Typical debugging workflow:

  1. Try the operation that fails
  2. Check /var/log/audit/audit.log for AVC entries (ausearch -m AVC -ts recent)
  3. Read sealert output for the root cause and suggested fix
  4. Fix with: boolean change, semanage fcontext + restorecon, or audit2allow (last resort)

AppArmor is a path-based MAC system, simpler to configure than SELinux. It’s the default on Ubuntu and SUSE.

FeatureSELinuxAppArmor
Access control basisLabels (contexts)File paths
Policy complexityHighLower
Learning modeNoYes (complain mode)
File relabelingRequiredNot required
Default distrosRHEL, FedoraUbuntu, SUSE
Terminal window
sudo apparmor_status # full status: loaded profiles, modes
sudo systemctl status apparmor
sudo aa-status # abbreviated status
ModeBehaviorSet with
EnforceViolations are blocked and logged.
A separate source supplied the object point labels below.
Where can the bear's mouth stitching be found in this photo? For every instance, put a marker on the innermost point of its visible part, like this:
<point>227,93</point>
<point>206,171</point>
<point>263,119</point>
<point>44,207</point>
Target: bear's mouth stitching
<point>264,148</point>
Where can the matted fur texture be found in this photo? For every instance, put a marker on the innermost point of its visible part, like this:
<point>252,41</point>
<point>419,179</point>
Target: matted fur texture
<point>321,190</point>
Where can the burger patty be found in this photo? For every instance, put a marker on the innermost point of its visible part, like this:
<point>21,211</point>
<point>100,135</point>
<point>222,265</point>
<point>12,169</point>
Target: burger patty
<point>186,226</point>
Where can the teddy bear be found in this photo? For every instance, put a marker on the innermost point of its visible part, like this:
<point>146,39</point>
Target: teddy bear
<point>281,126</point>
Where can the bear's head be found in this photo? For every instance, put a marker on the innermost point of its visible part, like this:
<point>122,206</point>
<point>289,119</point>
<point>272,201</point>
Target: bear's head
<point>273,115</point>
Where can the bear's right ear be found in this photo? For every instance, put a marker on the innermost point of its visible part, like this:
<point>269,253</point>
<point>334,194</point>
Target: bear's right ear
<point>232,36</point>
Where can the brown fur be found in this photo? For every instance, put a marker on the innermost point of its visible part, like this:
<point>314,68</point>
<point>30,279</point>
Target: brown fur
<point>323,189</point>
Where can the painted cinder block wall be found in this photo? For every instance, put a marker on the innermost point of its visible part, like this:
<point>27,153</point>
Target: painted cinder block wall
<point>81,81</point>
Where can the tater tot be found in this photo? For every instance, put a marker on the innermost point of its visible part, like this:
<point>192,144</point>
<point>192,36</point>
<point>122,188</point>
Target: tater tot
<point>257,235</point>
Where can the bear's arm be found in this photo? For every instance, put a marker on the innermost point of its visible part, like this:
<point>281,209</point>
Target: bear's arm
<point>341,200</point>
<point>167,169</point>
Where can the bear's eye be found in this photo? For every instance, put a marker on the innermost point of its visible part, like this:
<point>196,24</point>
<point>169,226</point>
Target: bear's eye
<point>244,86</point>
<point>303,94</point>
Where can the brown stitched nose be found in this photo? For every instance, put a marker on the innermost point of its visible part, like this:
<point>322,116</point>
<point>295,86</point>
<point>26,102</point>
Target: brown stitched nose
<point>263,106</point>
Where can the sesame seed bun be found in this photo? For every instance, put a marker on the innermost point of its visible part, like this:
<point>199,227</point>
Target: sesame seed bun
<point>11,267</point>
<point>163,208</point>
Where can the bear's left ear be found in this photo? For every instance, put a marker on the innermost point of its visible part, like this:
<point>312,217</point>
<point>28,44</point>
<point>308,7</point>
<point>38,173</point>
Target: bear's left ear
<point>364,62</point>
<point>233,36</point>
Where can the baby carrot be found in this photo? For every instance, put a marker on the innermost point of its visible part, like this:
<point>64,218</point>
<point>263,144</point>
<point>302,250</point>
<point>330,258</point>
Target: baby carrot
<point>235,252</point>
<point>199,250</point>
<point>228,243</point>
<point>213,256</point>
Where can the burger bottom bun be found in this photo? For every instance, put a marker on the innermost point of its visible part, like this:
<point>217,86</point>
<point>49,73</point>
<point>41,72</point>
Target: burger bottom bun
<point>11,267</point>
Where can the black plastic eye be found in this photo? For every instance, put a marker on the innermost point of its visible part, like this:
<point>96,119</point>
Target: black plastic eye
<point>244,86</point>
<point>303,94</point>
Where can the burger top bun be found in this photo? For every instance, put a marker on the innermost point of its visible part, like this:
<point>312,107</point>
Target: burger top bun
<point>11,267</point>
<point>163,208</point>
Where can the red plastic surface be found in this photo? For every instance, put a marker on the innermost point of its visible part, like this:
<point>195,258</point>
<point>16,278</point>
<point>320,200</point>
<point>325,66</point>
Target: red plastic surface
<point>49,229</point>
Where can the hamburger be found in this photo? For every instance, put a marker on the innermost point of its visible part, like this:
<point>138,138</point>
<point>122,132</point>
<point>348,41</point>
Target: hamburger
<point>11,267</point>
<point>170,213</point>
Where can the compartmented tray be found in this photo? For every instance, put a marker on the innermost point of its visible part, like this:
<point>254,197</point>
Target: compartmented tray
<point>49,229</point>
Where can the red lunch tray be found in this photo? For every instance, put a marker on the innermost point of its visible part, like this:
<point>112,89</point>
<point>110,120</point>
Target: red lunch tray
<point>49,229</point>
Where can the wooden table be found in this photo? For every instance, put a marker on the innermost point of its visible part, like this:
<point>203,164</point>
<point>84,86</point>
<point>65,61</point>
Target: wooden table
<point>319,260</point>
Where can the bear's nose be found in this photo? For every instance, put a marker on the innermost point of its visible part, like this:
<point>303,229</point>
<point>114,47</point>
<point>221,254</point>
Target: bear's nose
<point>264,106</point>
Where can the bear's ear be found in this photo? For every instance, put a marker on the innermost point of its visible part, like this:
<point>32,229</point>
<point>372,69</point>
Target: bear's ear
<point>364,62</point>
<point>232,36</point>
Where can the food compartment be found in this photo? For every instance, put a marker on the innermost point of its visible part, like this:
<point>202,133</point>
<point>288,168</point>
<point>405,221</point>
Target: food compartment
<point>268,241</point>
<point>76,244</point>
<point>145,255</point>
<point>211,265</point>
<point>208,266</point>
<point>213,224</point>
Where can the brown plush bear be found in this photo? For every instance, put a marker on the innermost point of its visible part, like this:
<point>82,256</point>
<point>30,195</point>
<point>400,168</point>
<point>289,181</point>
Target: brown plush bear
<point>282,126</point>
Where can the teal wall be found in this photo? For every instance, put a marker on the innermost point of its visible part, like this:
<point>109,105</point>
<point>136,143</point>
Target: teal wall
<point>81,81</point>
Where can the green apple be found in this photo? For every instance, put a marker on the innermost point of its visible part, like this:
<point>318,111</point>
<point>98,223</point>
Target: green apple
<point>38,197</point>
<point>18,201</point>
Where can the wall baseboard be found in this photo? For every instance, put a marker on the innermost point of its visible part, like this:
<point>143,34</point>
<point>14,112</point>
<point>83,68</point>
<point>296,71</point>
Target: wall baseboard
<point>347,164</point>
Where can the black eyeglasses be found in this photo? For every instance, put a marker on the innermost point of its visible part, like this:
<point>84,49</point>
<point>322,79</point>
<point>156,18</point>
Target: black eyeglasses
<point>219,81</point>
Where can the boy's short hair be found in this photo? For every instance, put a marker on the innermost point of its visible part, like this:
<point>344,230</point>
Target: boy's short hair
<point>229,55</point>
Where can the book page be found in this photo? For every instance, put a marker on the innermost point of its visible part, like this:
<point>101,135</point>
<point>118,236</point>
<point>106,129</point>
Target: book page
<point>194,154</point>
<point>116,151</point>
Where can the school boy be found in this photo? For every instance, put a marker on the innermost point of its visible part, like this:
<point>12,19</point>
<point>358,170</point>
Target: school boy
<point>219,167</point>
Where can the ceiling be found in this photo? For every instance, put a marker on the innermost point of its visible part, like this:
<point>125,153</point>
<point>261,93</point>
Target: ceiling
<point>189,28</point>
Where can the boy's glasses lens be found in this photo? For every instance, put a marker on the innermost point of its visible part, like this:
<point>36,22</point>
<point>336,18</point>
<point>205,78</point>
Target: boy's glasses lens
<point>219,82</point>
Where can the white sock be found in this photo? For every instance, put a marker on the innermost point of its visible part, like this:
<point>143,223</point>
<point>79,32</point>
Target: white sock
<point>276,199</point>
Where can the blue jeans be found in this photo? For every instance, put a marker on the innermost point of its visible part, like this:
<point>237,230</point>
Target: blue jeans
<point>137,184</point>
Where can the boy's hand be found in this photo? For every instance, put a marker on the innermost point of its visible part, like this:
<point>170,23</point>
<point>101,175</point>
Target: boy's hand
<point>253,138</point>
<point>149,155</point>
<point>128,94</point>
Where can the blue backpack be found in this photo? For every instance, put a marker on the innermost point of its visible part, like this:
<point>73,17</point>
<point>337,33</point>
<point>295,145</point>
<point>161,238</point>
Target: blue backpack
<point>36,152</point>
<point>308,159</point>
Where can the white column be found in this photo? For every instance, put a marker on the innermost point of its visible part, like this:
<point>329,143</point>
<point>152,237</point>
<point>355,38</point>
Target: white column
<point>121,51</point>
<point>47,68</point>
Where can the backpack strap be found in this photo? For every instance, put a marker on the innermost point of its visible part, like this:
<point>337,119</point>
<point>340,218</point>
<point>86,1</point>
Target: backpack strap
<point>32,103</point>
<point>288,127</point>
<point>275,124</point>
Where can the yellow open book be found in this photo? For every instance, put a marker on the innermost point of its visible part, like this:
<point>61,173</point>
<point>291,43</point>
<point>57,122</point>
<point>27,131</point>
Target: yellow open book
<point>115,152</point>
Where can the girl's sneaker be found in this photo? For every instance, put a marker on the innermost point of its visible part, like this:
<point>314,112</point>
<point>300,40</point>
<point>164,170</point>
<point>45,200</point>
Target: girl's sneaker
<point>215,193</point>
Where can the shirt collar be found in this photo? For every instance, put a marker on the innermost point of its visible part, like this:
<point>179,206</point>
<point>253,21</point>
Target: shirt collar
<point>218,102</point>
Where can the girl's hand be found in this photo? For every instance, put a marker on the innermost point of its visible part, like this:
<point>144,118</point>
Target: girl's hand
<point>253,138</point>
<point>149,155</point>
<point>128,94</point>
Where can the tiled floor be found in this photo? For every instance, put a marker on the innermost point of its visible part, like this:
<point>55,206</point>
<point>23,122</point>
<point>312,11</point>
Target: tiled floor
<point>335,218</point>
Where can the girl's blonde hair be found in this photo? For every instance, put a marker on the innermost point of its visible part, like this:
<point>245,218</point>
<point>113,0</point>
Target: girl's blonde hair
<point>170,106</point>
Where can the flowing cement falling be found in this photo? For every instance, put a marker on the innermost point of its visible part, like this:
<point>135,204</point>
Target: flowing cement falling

Default for active profiles.sudo aa-enforce /etc/apparmor.d/usr.sbin.nginx
ComplainViolations are only logged (not blocked). “Learning mode” - use to build new profiles.sudo aa-complain /etc/apparmor.d/usr.sbin.nginx

Profiles are stored in /etc/apparmor.d/. Each profile restricts what a specific executable can do (file access, capabilities, network, etc.):

Terminal window
ls /etc/apparmor.d/
# bin.ping usr.sbin.cups-browsed usr.sbin.avahi-daemon ...
# View a profile
cat /etc/apparmor.d/usr.sbin.cups-browsed
# Reload a modified profile
sudo apparmor_parser -r /etc/apparmor.d/usr.sbin.nginx
# Disable a profile
sudo aa-disable /etc/apparmor.d/usr.sbin.nginx
CommandPurpose
apparmor_status / aa-statusShow all profiles and their modes
aa-enforce <profile>Switch profile to enforce mode
aa-complain <profile>Switch profile to complain (learning) mode
aa-disable <profile>Unload profile permanently
aa-logprofReview log, suggest profile additions, apply them interactively
aa-genprof <binary>Interactive profile generator for a new program
apparmor_parser -r <profile>Reload a modified profile

The recommended workflow for profiling a new application:

Terminal window
# 1. Start profile generation (runs app in complain mode)
sudo aa-genprof /usr/sbin/myapp
# 2. In another terminal: exercise the application (all normal use cases)
myapp --do-typical-things
# 3. Back in aa-genprof: press 'S' to scan logs and approve/deny suggested rules
# 4. Press 'F' to finish - profile is saved to /etc/apparmor.d/
# 5. Switch to enforce mode
sudo aa-enforce /etc/apparmor.d/usr.sbin.myapp

ConsiderationChoose SELinuxChoose AppArmor
Your distroRHEL/Fedora/CentOSUbuntu/SUSE/Debian
Security strictnessMaximum (label-based, everything labeled)High but more practical
Admin learning curveSteeperMore approachable
Policy fine-tuningVery granularProfile-based but simpler
Filesystem independenceYes (labels follow files)No (path-based; symlinks matter)

In practice, use whatever your distro ships with. Both provide effective MAC when properly configured. Switching from one to the other is complex.